第17話 100年以上生きている一匹の名もない黒兎

私は名もない黒兎。

けど、一つだけ他の兎たちと違うところがある。

私は今、10歳なんだ。

本当ならいつ死んでもおかしくはない年齢。

でも、私はいつまで経っても年を取らないんだ。不思議だよね?

自分でも不思議に思うんだけど、私自身もどうしてこんなに生きているのかは分からないんだ。

私は元々、綺麗な海岸近くの草原で暮らしていたんだけどね、2年くらい前に海でおぼれて、気が付いたらこの島に居たんだ。

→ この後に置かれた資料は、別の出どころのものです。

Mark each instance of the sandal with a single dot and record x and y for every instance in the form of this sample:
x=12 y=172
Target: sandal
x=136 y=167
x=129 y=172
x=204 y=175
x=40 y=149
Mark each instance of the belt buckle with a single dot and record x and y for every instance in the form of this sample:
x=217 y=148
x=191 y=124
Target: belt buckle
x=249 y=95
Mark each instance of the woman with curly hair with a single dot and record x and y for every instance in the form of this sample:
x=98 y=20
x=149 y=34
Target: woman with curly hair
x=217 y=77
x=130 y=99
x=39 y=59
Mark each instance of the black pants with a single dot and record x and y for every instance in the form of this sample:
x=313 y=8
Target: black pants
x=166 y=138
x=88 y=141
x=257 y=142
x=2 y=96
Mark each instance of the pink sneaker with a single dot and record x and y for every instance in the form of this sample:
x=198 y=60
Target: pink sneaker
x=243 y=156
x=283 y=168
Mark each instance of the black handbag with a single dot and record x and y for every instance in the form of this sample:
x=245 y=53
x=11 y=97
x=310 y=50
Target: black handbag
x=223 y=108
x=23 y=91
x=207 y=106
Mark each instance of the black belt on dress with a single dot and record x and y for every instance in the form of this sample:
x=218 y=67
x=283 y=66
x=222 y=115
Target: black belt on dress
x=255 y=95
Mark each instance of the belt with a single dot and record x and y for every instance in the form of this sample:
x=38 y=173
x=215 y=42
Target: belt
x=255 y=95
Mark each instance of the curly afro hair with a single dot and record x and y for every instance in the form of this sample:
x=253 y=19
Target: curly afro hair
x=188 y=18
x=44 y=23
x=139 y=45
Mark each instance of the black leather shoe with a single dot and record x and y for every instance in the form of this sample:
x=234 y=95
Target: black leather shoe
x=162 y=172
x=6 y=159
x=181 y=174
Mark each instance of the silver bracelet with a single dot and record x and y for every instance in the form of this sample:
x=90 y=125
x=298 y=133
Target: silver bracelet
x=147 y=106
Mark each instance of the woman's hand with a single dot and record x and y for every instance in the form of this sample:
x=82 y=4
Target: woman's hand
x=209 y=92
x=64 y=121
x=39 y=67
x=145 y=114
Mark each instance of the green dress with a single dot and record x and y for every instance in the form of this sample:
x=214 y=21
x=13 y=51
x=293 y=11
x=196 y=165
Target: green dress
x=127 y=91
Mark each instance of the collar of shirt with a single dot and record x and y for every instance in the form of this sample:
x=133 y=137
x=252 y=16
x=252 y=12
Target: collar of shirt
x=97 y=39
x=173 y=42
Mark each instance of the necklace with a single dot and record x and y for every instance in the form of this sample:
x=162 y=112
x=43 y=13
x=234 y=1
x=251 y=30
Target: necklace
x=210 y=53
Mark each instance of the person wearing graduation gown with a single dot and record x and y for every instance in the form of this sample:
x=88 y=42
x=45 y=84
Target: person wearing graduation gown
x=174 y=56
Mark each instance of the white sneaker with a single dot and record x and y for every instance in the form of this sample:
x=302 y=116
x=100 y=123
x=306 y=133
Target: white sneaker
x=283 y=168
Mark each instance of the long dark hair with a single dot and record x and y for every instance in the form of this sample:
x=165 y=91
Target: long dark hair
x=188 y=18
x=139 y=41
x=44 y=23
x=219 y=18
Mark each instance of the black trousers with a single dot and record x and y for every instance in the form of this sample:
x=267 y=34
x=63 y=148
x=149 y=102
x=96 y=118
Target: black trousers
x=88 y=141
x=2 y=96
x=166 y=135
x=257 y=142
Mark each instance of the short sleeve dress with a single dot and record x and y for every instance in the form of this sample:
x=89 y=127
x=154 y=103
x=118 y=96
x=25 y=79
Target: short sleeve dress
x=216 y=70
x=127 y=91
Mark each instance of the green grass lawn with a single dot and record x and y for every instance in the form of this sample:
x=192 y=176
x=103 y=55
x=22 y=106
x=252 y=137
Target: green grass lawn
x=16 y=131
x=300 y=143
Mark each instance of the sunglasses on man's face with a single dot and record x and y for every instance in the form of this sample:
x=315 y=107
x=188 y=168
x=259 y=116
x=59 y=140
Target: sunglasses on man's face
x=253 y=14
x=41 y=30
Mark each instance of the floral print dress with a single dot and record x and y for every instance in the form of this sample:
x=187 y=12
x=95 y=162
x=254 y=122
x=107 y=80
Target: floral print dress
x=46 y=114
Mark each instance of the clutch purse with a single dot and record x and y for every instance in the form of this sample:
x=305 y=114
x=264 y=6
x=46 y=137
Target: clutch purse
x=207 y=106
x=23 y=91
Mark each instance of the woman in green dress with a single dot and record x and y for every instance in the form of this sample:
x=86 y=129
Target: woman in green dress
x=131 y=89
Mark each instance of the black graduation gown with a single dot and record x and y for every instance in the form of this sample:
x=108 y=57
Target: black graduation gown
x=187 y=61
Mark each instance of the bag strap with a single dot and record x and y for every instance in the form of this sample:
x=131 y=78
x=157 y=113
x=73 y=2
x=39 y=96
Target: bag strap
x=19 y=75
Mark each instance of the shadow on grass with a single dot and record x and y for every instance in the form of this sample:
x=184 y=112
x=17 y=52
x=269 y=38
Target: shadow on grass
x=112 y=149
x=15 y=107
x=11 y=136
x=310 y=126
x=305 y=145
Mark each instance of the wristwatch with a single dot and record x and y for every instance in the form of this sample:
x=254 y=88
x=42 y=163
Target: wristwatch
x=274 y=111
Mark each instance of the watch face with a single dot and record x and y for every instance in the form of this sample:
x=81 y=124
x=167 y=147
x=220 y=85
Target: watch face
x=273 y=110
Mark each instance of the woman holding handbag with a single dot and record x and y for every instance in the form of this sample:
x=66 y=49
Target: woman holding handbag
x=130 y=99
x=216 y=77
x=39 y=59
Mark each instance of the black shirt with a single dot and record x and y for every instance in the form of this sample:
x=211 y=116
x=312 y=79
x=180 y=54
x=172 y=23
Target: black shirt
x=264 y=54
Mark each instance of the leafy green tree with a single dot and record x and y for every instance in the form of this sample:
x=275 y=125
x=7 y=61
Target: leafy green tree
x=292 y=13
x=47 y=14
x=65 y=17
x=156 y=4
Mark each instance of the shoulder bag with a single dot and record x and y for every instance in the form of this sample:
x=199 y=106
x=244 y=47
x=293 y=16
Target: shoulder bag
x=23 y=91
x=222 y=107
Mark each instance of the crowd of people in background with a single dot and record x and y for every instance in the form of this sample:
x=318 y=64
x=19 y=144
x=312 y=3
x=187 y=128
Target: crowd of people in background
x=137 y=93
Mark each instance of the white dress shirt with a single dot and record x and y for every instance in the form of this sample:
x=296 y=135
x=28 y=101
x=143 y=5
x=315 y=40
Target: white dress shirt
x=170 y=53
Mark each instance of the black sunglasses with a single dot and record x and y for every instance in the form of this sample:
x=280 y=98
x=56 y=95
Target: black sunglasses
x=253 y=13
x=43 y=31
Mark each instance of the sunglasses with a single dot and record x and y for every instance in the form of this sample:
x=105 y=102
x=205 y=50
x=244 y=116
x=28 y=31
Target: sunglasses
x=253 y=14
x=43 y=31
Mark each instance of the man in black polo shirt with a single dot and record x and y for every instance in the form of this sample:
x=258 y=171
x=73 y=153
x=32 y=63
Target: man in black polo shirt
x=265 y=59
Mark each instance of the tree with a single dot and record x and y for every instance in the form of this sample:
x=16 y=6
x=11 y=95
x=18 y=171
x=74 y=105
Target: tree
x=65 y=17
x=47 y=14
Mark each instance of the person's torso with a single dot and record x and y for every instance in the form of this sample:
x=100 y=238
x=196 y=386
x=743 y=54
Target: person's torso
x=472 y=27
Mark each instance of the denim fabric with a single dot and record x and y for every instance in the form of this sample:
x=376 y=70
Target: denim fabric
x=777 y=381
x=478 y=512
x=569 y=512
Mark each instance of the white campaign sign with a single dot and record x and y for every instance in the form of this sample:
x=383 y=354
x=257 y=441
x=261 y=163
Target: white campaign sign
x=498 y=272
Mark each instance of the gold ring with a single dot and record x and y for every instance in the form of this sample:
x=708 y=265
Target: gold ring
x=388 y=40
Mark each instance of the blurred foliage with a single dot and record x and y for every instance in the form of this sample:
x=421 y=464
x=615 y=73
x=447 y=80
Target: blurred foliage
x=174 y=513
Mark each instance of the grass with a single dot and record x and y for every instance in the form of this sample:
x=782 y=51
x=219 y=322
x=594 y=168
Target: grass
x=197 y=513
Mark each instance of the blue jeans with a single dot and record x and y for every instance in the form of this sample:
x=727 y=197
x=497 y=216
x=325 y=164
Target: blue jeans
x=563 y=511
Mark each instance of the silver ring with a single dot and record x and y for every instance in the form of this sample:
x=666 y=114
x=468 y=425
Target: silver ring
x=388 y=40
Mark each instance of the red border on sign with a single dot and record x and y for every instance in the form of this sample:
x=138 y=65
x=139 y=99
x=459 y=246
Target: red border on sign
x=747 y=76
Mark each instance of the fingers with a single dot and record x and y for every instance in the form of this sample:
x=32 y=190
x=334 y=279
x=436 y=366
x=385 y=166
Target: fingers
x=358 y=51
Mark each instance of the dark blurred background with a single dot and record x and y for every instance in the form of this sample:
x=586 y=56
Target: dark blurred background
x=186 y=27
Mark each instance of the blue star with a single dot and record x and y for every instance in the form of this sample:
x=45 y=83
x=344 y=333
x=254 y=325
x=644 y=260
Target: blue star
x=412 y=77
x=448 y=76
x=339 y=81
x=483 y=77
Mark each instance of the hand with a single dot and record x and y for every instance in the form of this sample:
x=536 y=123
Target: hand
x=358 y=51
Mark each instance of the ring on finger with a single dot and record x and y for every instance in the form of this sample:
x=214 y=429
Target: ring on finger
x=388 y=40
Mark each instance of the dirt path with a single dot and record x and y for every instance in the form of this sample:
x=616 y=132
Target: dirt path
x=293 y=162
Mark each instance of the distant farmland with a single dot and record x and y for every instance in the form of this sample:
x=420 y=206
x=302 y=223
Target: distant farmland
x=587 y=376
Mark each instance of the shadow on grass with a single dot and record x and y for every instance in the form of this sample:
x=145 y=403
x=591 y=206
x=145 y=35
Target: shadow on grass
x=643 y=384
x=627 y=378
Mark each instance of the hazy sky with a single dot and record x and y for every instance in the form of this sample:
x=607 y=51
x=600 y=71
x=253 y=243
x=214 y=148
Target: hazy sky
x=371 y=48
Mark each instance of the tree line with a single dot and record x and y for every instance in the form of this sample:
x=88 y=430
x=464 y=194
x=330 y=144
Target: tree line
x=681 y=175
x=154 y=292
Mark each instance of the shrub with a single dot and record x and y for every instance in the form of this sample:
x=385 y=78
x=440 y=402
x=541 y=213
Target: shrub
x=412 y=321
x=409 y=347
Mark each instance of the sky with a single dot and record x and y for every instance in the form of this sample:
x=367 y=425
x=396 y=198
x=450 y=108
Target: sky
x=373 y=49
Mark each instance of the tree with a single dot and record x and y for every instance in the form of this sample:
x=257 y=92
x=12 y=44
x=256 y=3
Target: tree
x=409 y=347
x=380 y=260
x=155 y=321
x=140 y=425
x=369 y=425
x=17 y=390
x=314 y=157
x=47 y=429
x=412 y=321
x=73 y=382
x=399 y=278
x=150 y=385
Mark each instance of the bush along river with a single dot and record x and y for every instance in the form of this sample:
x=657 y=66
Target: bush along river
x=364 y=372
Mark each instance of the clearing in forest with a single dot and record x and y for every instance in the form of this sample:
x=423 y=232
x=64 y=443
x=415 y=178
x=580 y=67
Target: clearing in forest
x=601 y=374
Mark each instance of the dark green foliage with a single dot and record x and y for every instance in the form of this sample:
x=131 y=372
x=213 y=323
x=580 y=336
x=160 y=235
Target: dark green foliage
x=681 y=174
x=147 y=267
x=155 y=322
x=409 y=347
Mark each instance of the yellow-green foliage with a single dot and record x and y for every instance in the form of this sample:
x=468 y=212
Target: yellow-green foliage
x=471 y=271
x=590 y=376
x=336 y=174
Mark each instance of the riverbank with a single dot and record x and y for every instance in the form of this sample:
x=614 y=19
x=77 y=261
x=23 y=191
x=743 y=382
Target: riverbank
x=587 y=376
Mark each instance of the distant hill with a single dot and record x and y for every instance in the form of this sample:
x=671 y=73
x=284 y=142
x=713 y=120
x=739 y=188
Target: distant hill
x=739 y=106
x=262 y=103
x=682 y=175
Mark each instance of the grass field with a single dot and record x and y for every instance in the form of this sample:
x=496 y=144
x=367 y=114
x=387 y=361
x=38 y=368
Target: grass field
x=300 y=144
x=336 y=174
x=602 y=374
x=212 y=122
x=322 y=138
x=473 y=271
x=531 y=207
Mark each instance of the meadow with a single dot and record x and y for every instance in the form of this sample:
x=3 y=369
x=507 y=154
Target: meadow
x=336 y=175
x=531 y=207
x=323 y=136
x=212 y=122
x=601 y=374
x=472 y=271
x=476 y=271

ここの島の人たちは優しくて、たまに僕に草を持ってきて食べさせてくれた。

そんなある日のこと。

「ん?おっ、君かな?噂の黒兎ちゃんは?」

一人の男の人が私に駆け寄って、手に持っていた草を私の目の前に置いてくれた。

私はすぐに無我夢中で食べだした。

「ははっ、いい食いっぷりだな!よしよし」

そう言って男の人は私の事を丁寧に撫でてくれた。

温かくてとても優しい手だった。

「たくさん食べて大きくなりなさい。まだ、草はたくさんあるからな。」

それからは毎日、その男の人は私に草を与えてくれた。たまに大根の葉っぱのようなものも私にくれた。そして、あーだこーだとお仕事の愚痴を言ったりしていた。

「君は本当にこんな話をよく腹を立てずに聞いてくれるね。おっと、兎だからか、ハハハ。あーでも、君のおかげで俺も仕事をしっかりと頑張れそうだ。絶対にまた来てやるから、大人しくいい子にしてくれよな?」

そんな日々が私にとってとても愛おしかった。

でも、最近島はどんどんいろんなコンクリートの建物が増えていった。

変な煙も時々島に漂うようになった。

そして、

あの男の人はある日突然来なくなった。

いつものように「絶対また来る」と言ってくれた翌日の事だった。

それ以来、私は同胞が多くなったその島で、今でもあなたを待っています。

あなたに言われた通りに大人しく、いい子で待っています。

もうその日から90年が経ちました。

私は100歳になりました。

だけど、いつまでもあなたを待ち続けます。

その時はまた、たくさんの草を持って来てください。